Diagnosing heparin?induced thrombocytopenia: The need for accuracy and speed

Abstract

Heparin-induced thrombocytopenia (HIT) is a prothrombotic condition resulting from pathogenic antibodies to complexes of heparin and platelet factor 4 (PF4). The diagnosis of HIT can be challenging due to the widespread use of heparin and the frequency of thrombocytopenia in hospitalized patients. Laboratory testing for HIT typically includes an immunoassay to detect antibodies to PF4-heparin and a functional assay. Current HIT diagnostic algorithms recommend using the 4Ts score to determine the need for HIT laboratory testing. Automated calculation of HIT clinical prediction scores in the electronic health record may improve the identification of patients who should undergo HIT testing. Another challenge in the management of patients with suspected HIT is the turnaround time of the laboratory testing needed to confirm the diagnosis.
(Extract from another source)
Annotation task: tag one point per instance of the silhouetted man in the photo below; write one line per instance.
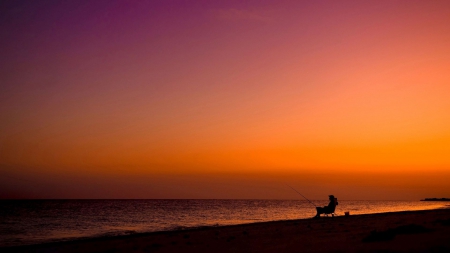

Due to the high daily thrombotic risk of HIT, clinicians must treat patients with intermediate to high pretest likelihood of HIT empirically while awaiting the test results. Treatment for HIT often involves alternative anticoagulants that lack reversal agents, which may increase bleeding risk, prolong hospital stays, and increase costs for patients suspected of having HIT. Rapid immunoassays hold promise to improve the speed of HIT diagnosis. These assays must retain a very high sensitivity for this “can't miss” diagnosis, yet have sufficient specificity to be of diagnostic value. A Bayesian approach has been proposed using two rapid immunoassays in succession, which decreased analytic turnaround time to 60 minutes. Such an approach has the potential to be a much-needed clinical advance in improving accuracy and speed in the diagnosis of HIT.